Blicke mich um. Tränen. Augen. Von Menschen. So sicher, würden wissen,

weinen Blut. Ins Ruhekissen. Von außen gepflegt. Von innen zerrissen.

Blicke mich um.Tränen. Schultern. Von Menschen. Die nach Wärme, der Nähe sich sehnen,

vergiessen Blut. Nur am Nehmen. Entfernen. Das Glück? Kein beschreiben  Ohne Geld zu erwähnen.

Blicke mich um. Tränen. Augen. Von Müttern. Die bittere Tränen weinen,

weinen Blut. Ums Kind. Stand. Fiel, ist tief gefallen. Stand. Auf eigenen Beinen.

Blicke mich um. Tränen. Augen. Von  Müttern. Die Hatten. Der Blicke noch Einen,

sahen eigen Blut. Ohne Ausweg. Keinen. Hatte alles. Erfüllt. Genug. Leben? Verneinen.

Blicke mich um. Gähnen. Augen. Von Menschen. So sicher, nur sie können wissen,

ruhig Blut. Im Ruhekissen. Führen. Ohne Leben zu kennen.
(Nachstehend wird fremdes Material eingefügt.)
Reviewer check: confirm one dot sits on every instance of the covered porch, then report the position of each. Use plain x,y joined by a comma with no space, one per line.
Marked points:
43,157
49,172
Es nicht mal vermissen.

Blicke mich um. Gähnen. Augen. Von Menschen. Scheinbar leer. Ohne Gewissen,

handeln Blut. Kein Ruhekissen. Von außen kalt. Von innen zerrissen.

Blicke mich um. Worte. Münder. Von Menschen. Die reden. Könnten helfen, vereinen.

Blut. Leer. Das Leben verneinen. Auf eigenen Beinen. Trotz Geld, diese Angst. Freunde? Keinen.

Blicke mich um. Worte. Münder. Von Menschen. Die reden. Vom Glück. Zu vereinen,

ohne Blut. Am Ende, bitter zu weinen. Nur genommen. Nur Geld. Einsam. Angst. Vorm Alter in Heimen.

Blickt euch um. Tränen. Augen. Ein Mensch. Auf  Knien. Hier. Weinen, um zu geben,

sein Blut. Zu erleben. Sein Ding.  Stirbt. Opfer bringen. Macht´s.  Lebenswert. Zu unserem Leben.